Os Raiders não adicionaram um safety de elite no Draft por já terem gastado escolhas precoces nas últimas duas classes e existe uma chance real de nenhum desses três jogadores não estarem em Oakland num futuro próximo. Gruden está claramente num modo de reconstrução total, e Karl Joseph pode ser uma moeda valiosa de troca; a esse ponto, Melifonwu não tem quase nenhum valor. O time realmente poderia se utilizar de um Derwin James, que tem dominado a liga na primeira metade da temporada em Los Angeles a ponto de ser um dos favoritos ao prêmio de calouro defensivo do ano – o boost na defesa do time seria imenso.

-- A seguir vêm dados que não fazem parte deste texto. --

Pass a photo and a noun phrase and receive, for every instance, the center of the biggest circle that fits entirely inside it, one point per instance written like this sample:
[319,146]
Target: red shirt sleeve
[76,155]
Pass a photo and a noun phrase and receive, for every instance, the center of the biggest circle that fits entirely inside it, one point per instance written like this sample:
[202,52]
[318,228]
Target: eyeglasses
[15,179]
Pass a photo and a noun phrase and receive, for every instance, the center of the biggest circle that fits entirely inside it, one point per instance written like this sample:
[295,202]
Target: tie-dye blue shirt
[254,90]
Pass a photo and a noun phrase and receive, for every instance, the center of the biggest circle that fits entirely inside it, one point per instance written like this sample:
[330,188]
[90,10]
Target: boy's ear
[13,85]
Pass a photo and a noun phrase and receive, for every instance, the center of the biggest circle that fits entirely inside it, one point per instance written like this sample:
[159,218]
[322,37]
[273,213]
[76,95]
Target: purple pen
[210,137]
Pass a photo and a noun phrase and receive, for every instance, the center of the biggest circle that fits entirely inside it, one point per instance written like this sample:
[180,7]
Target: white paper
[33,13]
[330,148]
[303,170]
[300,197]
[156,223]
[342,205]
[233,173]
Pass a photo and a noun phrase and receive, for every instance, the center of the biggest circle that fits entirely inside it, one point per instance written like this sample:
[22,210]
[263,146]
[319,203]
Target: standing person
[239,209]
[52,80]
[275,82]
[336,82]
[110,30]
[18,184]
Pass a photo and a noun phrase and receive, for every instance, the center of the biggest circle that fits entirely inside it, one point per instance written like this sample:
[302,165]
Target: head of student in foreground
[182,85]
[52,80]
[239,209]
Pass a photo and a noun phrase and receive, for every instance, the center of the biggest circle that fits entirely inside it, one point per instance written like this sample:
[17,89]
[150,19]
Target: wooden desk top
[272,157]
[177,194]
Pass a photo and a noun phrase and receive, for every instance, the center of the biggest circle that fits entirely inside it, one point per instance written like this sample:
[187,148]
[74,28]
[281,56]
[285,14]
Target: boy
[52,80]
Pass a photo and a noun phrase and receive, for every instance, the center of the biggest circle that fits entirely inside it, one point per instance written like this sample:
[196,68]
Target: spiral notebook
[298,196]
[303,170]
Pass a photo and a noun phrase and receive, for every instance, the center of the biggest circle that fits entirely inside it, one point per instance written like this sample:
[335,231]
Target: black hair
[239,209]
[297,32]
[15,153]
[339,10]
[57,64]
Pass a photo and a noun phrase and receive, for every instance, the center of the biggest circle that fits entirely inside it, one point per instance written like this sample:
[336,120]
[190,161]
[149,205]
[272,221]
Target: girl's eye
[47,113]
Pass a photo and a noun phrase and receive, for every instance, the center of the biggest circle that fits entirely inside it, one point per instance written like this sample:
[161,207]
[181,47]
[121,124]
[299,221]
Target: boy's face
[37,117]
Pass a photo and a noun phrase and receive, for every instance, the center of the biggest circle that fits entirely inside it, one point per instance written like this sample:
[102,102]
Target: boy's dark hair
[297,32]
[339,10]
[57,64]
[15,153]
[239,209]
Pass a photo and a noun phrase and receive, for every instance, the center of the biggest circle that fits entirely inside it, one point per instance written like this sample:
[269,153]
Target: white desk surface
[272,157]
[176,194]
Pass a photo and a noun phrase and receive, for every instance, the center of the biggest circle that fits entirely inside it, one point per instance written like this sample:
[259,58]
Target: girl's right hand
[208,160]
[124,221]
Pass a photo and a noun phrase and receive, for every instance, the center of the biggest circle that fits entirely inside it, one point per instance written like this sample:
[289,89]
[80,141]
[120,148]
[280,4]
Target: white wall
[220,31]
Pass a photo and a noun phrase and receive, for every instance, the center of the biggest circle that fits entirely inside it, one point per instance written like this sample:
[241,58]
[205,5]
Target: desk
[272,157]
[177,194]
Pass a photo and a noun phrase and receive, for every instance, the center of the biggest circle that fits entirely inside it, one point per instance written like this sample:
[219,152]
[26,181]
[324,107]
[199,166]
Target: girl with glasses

E Kolton Miller? Bom, justiça seja feita. Miller, apesar de ter tido uma partida desastrosa contra os Seahawks no último domingo – muito por conta de uma lesão em seu joelho, diga-se -, tem tido um ano acima das expectativas, e o seu teto de produção é bastante alto. Porém, é de se argumentar se o produto de UCLA foi realmente a melhor escolha a ser feita. Apenas mais uma das milhares de decisões questionáveis de Gruden desde sua volta.

2. Eu acho improvável que isso aconteça – quase impossível, diria. Mas, depois de TANTAS decisões questionáveis de Gruden, eu não vejo porque o time em questão não deveria ao menos ligar para Oakland e descobrir o preço.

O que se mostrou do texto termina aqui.